No cinema português existem vários pecados; os autores passivos que esperam pelo financiamento fácil, os realizadores convertidos à industria e com isso uma evidente perda de identidade cinematográfica e no caso de Luís Diogo uma recusa pelo legado da nossa cinematografia em prol de uma folha de rascunho.

Não é ao acaso a utilização da palavra pecado aqui, Luís Diogo para além de ter na consciência a maldição que foi o argumento de A Bomba, de Leonel Vieira (aquela obra que se tornou num assombrado “mito urbano”), experimentou a realização-a-solo e sob autodidatismo empreendedor (dou graças a isso) com Pecado Fatal, onde cometeu o seu primeiro grande erro – uma promoção sobretudo ignorante (“um filme para quem não gosta de cinema português”) – tendo resultado num produto amador aos mais diferentes níveis. Mas apesar do equivoco, um realizador não se faz de um filme apenas, sendo que é com algum entusiasmo que sigo em frente para uma segunda longa da sua autoria, com a esperança de assistir aperfeiçoamento e sim … redenção.

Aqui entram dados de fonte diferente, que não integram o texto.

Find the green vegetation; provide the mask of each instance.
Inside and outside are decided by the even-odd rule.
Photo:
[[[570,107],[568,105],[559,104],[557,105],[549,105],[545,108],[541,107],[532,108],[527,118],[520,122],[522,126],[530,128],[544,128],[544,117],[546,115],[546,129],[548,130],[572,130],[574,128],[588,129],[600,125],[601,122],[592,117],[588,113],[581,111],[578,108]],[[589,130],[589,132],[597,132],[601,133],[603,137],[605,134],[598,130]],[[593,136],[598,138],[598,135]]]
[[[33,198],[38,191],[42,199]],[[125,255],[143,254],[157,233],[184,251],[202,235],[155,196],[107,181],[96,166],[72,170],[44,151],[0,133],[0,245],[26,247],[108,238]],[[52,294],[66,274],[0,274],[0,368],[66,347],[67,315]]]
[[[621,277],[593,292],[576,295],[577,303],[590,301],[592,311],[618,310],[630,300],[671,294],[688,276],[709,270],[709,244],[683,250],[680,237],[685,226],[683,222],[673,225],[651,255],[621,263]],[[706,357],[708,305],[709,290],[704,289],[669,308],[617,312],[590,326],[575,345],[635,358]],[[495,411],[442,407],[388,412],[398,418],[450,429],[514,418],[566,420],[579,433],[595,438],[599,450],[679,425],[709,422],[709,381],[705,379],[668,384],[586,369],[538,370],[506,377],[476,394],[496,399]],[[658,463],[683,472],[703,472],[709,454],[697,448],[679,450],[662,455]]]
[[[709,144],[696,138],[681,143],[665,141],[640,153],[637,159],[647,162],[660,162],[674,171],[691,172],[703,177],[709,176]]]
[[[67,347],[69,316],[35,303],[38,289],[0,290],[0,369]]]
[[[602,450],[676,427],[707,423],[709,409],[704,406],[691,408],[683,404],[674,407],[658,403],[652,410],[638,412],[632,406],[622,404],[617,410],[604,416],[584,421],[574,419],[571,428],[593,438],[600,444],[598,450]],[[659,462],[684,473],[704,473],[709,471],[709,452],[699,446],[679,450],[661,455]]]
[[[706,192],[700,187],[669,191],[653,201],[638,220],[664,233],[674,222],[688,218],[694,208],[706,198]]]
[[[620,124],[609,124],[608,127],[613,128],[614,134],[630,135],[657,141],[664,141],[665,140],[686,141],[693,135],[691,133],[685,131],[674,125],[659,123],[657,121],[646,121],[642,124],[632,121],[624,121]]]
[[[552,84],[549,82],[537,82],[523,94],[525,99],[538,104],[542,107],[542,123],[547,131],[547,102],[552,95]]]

Mas é com tristeza que saio deste Uma Vida Sublime, até porque Luís Diogo demonstra alguma ocasionalidade nas suas ideias (basta recordar o seu contributo no Gelo, do pai e filho Galvão-Teles). Todavia, aquilo que acabo de presenciar é uma falta de talento e de garra em conduzir um filme para o seu propósito de Cinema. Existe uma cena em particular que demonstra exatamente isso: um plano conjunto onde uma família reúne para consumir a sua refeição matinal. Aqui encontram-se concentradas várias ações distribuídas por quatro personagens, cada uma delas operando por si próprias mas com um foco principal no cansaço do casal (pai e mãe), tendo como representação um episódio envolvendo uma “taça de cereais”. Existe muita informação aqui, o propósito desta mesma cena é evidente e nisso estamos de acordo com a visão do realizador, porém, algo de errado se passa. O plano não obtém a profundidade necessária, a câmara é incapaz disso e a ação principal, que poderia manipular a nossa atenção com um cuidado quase “velasqueano” (o segundo plano jogado como o primeiro), é simplificado à mão de semear pelo espectador deixando o resto da ação (o pedinchar de um telemóvel por uma das filhas do casal) num total desaproveitamento.

A nível técnico estamos esclarecidos, passemos agora para o interpretativo e nesse termo confrontamos com uma agravante. Luís Diogo é incapaz de se comportar como um diretor de atores, é insciente a captar e incentivar nos seus colaboradores desempenhos verdadeiramente convincentes, e a cena referida anteriormente é contagiada por esse mesmo mal. Esse, que nos leva a outro – os diálogos – a somente ponta do iceberg para a escrita do filme. Se deparamos uma ideia ou outra inserida com convicção, no seu todo somos atingidos por um argumento costurado com tiques e manias dos “rodriguinhos” do género de terror (um Saw à Portuguesa, resumidamente), onde não faltam pseudofilosofias de autoajuda como moralismos quase propagandisticos e ditatoriais. Ainda temos os diversos absurdos, mas não vale ser drama queen nesse sentido.

Sim, Uma Vida Sublime é um objeto longe da sublimidade prometida, a milhas da perfeição o qual esperava ser colhido e sobretudo do dito ativismo contra o Cinema Português no geral (hipocrisia, visto que Luís Diogo pertence a essa “comunidade”, quer queira, quer não) que estes filmes tendem em evidenciar. Está uns quantos “passos” acima de Pecado Fatal, mas sem grande efeito e significância.